2006 round-up
In a year, Plane Stupid has become one of the direct action groups of the emerging grassroots climate movement in Britain. Our dramatic impact has come by means of a series of high-profile direct actions and a near obsessive focus on clear, basic demands that people understand: the scrapping of airport expansion plans, a tax on aircraft fuel and plane tickets, and an end to unnecessary and unsustainable short haul flights.
With arguments rooted in the science from the Tyndall Centre and Oxford University, our role has been to peacefully force - and to empower and inspire others to force - action against the root causes of emissions from what constitutes the fastest growing source of greenhouse gases.
In just a year, we have disrupted the world's largest international aviation industry conference in Central London; grounded planes through the occupation of a taxiway at the short-haul East Midlands Airport; blocked the entrance to BAA's headquarters at Heathrow; staged a roof-top protest at easyJet's corporate headquarters in London; and temporarily shut down tens of travel agents across the UK. We also inspired and oversaw Britain's first national day of action against short haul flights, which saw local groups hold demonstrations at six regional airports and outside Flight Centre travel agents in cities across the UK.
For our activities, we have shot into the headlines with a twenty-minute feature on Newsnight; interviews on shows including The Today Programme and Tonight with Trevor McDonald; and cover-story features in New Statesman and Marketing Weekly Magazines. We continue to be swamped with hundreds of media calls and are the focus of two documentaries to be aired in the New Year.
Our role has not been to overlap with other groups who have entered into discussions with industry and government; nor has it been to research sustainable alternatives to air travel. Plane Stupid should complement the work of these NGOs that are established and expert in the areas of conventional campaigning and lobbying, while remaining distinctive, focussed, direct-action orientated, and different.
John Stewart, Chair of AirportWatch, explained:
"Plane Stupid is playing a crucial role as part of the aviation protest movement. Its focus on putting across clear, uncluttered messages through the means of direct action is both reaching audiences that the more conventional groups find it harder to tap into and is putting a new form of pressure on government and the aviation industry.
"Many of us are in regular contact with Plane Stupid. We exchange ideas and strategies and ensure that our activities complement each other. Plane Stupid has become an essential part of the jigsaw of people and organisations that are calling for a new approach to aviation - large NGOs, airport campaign groups, individual environmentalists as well as sympathetic academics, politicians and local authorities."
Peter Lockley, a campaigner with the Airport Environment Federation (AEF), commented:
"Our methods vary but our message is the same - that the Government's current aviation policy is totally unsustainable.

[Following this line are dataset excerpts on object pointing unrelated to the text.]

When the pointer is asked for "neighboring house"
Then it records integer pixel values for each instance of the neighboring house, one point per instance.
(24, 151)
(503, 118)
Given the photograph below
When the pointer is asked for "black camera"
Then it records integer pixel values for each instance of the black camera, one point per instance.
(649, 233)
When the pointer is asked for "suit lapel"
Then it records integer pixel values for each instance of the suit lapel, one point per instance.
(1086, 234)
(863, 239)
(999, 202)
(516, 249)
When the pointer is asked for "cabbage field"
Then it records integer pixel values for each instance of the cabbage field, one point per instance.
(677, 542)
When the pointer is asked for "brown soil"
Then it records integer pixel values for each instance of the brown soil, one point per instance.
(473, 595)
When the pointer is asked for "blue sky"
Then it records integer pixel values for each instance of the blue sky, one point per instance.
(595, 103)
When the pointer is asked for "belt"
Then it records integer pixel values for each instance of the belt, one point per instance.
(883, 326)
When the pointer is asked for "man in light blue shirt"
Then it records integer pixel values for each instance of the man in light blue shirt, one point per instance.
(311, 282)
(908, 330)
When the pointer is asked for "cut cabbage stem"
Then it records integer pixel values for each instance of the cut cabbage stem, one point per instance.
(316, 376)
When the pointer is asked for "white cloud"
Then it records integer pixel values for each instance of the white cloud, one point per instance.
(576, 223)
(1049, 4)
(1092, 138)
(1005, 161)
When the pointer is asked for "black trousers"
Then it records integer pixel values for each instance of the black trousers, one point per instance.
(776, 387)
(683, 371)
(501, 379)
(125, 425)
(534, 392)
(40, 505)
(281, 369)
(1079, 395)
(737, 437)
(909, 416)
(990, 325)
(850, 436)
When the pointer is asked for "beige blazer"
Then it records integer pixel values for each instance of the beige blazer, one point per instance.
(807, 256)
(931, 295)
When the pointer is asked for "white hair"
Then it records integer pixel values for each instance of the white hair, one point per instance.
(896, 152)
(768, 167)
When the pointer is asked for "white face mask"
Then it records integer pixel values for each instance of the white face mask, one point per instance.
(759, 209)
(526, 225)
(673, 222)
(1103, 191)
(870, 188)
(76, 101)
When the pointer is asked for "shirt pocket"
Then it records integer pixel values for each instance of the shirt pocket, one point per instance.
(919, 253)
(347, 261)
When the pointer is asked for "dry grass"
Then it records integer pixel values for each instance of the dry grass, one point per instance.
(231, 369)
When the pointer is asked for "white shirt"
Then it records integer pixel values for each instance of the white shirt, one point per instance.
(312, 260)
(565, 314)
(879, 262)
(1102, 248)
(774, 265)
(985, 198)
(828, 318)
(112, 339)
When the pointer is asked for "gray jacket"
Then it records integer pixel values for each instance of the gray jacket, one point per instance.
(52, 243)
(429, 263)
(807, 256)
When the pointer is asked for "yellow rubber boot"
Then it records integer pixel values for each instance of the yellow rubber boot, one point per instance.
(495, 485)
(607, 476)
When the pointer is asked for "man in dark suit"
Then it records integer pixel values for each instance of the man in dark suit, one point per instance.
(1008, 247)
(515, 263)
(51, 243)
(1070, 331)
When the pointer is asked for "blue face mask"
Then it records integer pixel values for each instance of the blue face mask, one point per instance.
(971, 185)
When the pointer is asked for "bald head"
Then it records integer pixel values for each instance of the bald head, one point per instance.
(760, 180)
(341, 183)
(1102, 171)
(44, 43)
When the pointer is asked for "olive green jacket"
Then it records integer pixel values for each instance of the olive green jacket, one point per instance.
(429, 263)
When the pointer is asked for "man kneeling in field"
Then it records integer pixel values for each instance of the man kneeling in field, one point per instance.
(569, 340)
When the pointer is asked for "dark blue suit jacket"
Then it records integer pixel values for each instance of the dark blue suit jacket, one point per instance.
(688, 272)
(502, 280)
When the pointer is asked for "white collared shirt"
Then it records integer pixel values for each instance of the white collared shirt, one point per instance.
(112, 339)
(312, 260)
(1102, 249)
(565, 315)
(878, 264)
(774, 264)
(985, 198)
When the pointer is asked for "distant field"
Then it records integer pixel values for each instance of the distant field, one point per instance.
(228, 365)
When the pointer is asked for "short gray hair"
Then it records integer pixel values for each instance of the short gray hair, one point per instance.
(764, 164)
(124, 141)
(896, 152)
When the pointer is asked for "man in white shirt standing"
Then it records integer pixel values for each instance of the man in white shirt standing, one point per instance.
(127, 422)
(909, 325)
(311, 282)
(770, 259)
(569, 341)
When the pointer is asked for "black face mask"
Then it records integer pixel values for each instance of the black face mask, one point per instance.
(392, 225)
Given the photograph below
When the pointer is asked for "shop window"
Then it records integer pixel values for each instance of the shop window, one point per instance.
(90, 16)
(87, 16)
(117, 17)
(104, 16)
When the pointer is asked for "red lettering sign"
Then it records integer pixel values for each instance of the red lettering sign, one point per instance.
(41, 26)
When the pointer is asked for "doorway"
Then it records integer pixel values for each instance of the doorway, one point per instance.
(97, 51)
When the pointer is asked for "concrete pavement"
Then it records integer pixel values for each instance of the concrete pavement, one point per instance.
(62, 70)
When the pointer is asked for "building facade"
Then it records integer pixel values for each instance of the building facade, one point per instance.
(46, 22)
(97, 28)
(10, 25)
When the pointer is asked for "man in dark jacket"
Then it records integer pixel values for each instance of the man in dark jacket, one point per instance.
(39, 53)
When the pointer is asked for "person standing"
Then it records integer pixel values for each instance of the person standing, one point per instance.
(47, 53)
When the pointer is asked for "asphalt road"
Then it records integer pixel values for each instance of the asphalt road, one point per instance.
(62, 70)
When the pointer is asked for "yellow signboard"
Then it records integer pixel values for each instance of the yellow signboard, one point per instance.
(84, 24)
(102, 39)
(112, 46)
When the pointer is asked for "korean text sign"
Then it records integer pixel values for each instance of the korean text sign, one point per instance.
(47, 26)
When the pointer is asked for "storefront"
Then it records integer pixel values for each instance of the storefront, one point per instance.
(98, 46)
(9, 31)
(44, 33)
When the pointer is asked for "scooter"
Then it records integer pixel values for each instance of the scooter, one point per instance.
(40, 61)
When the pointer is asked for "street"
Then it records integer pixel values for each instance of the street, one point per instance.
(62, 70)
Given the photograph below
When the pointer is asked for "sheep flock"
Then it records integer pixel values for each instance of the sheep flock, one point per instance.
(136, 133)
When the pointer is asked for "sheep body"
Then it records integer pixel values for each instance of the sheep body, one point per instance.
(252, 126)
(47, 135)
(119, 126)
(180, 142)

As an organisation working through established channels of lobbying we share their frustration at Government inaction and we warmly welcome the renewed sense of urgency they bring to the issue."

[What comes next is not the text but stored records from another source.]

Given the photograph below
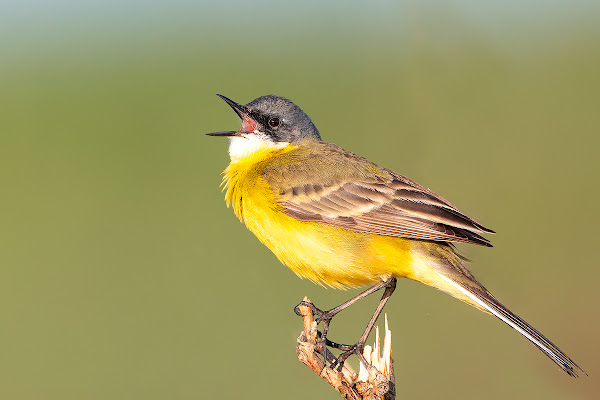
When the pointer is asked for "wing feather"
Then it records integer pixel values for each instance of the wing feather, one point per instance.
(344, 190)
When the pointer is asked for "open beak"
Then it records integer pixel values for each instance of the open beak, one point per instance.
(248, 123)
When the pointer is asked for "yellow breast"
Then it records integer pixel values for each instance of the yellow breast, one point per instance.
(325, 254)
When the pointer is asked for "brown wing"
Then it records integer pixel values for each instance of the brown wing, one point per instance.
(347, 191)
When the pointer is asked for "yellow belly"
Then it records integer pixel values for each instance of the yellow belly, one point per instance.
(325, 254)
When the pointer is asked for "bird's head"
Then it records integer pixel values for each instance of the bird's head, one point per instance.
(268, 121)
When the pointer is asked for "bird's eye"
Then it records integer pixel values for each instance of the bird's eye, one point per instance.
(274, 122)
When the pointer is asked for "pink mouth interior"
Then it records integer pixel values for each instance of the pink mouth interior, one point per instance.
(248, 124)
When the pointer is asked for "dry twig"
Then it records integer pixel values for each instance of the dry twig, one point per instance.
(375, 382)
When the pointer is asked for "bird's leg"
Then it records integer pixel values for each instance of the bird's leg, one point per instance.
(360, 344)
(327, 316)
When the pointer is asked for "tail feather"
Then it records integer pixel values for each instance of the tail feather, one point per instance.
(484, 299)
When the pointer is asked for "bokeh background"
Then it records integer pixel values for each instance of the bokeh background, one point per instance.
(123, 274)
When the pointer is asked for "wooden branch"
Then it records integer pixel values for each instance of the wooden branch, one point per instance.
(370, 383)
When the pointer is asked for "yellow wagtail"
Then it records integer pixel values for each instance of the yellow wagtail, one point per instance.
(336, 218)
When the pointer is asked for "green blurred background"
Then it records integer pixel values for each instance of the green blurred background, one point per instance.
(123, 274)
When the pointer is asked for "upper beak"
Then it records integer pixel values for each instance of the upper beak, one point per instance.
(248, 123)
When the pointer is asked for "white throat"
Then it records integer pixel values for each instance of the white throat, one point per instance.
(245, 146)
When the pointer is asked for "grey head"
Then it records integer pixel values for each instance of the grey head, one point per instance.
(275, 117)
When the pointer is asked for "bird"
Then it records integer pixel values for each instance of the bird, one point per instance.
(340, 220)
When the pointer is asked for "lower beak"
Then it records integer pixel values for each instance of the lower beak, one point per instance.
(228, 133)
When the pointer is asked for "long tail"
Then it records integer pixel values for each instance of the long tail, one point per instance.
(459, 282)
(488, 302)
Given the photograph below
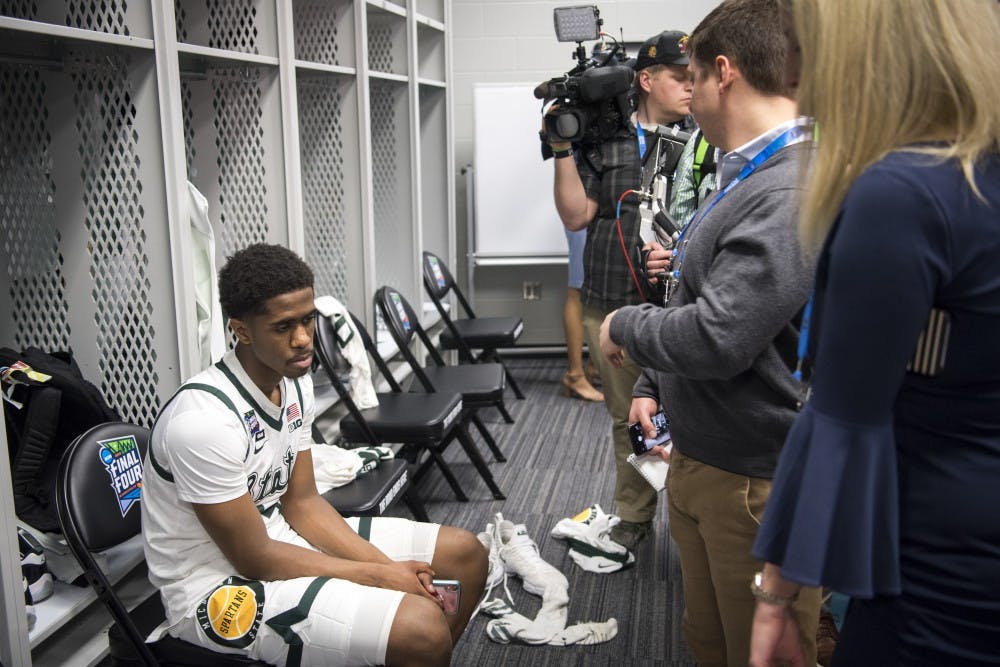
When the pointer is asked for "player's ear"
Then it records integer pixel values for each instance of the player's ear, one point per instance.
(240, 329)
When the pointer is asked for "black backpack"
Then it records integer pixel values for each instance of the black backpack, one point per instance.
(52, 413)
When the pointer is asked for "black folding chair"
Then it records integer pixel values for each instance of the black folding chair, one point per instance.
(487, 334)
(428, 421)
(91, 517)
(481, 385)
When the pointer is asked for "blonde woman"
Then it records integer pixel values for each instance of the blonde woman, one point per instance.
(888, 487)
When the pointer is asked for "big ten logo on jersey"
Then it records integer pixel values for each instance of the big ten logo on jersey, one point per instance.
(293, 417)
(231, 614)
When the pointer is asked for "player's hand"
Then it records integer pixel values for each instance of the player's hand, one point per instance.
(408, 576)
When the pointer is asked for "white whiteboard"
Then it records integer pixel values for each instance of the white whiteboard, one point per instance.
(514, 211)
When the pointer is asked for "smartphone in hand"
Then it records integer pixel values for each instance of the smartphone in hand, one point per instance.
(450, 593)
(640, 443)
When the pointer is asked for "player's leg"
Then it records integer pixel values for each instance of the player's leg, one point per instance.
(420, 635)
(452, 552)
(459, 555)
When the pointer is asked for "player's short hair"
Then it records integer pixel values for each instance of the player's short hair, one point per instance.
(257, 273)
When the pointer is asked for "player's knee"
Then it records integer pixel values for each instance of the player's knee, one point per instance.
(467, 552)
(420, 634)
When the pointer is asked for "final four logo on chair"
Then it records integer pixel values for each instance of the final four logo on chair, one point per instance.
(231, 614)
(123, 461)
(396, 301)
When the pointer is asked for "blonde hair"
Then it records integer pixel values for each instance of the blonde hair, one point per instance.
(881, 75)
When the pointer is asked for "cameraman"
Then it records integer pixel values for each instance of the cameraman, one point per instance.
(587, 192)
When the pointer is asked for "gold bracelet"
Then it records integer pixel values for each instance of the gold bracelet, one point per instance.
(768, 597)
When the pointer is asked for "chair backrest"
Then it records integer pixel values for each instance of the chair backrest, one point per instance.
(337, 369)
(439, 281)
(403, 324)
(98, 489)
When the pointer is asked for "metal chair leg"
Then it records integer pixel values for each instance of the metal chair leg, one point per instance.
(449, 476)
(469, 446)
(488, 438)
(511, 382)
(503, 413)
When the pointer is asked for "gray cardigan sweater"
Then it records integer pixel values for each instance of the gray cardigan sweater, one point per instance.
(719, 357)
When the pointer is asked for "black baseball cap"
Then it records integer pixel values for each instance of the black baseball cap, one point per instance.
(667, 48)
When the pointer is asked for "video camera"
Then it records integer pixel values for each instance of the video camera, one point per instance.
(594, 99)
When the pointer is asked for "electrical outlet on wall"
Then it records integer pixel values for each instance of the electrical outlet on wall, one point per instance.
(532, 291)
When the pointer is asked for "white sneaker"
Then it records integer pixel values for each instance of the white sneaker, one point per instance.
(591, 546)
(520, 556)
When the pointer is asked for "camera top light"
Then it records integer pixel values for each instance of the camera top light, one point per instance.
(576, 24)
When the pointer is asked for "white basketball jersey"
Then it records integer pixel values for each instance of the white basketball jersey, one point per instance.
(217, 438)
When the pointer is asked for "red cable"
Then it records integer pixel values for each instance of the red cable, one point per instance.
(621, 237)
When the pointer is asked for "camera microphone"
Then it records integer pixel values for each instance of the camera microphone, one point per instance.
(543, 90)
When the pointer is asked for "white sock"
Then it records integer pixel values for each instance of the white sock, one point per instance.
(591, 632)
(515, 628)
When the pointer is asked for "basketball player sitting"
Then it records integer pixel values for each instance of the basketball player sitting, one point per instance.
(248, 557)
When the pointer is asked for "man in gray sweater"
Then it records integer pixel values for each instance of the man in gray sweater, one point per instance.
(719, 357)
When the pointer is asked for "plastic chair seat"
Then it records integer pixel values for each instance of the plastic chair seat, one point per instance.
(481, 385)
(484, 332)
(372, 492)
(406, 418)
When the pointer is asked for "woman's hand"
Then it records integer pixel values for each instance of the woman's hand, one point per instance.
(775, 637)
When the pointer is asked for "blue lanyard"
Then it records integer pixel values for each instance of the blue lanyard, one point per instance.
(790, 136)
(804, 337)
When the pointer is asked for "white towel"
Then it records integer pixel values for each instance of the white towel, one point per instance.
(208, 313)
(362, 389)
(335, 466)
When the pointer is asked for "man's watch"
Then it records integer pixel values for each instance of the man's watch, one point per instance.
(767, 597)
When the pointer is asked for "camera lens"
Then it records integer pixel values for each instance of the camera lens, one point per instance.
(567, 126)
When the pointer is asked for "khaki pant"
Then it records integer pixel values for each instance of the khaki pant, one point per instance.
(714, 516)
(635, 499)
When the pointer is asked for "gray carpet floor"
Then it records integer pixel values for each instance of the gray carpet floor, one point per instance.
(559, 461)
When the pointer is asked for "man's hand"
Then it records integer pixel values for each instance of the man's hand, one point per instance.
(775, 637)
(658, 262)
(408, 576)
(609, 348)
(642, 410)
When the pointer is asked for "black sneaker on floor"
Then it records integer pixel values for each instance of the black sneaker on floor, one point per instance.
(33, 566)
(629, 533)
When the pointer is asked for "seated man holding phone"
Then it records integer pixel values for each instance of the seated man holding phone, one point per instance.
(247, 555)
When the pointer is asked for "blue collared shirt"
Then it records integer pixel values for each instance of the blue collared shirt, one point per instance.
(733, 161)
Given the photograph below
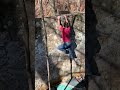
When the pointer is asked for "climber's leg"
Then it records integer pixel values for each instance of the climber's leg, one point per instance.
(61, 47)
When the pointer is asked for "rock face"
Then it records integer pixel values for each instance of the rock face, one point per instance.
(107, 59)
(13, 72)
(59, 62)
(53, 7)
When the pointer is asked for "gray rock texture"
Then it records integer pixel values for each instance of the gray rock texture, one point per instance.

Author and journalist, Mark Lynas, said:
"It really is astonishing - the contribution that Plane Stupid and the rising direct action movement has made to raising awareness of the climate impacts of cheap flights"
Our work has also complemented others' more directly. For example, our spokespeople have appeared on platforms with people from Transport 2000, Stop Climate Chaos, The Green Party, AirportWatch, Campaign Against Climate Change, and People & Planet; our logo has also appeared on adverts in national newspapers alongside groups including Greenpeace, AEF and enough's enough; and we have held well-attended workshops at the AirportWatch Conference; the Camp for Climate Action at Drax; at university student unions across the country; with local residents associations near Heathrow; and even at a Liberal Democrat Regional Conference!
So where now?
Easyjet will next year launch a 'greenwash' marketing strategy and Ryanair instead have chosen to launch all out attacks on the green movement at large. Prompted by Plane Stupid's national day of action against short haul flights on November 6th, Marketing Weekly quotes one PR guru as saying that short-haul budget airlines are about to face the same problem coal did in the 1980s because they are "unnecessary and outdated and therefore facing decline".
In 2007, Plane Stupid will remain focused on its three key demands. We want airport expansion plans scrapped; a tax on aviation fuel and plane tickets; and an end to short haul flights. We hope that you'll join us in making it happen.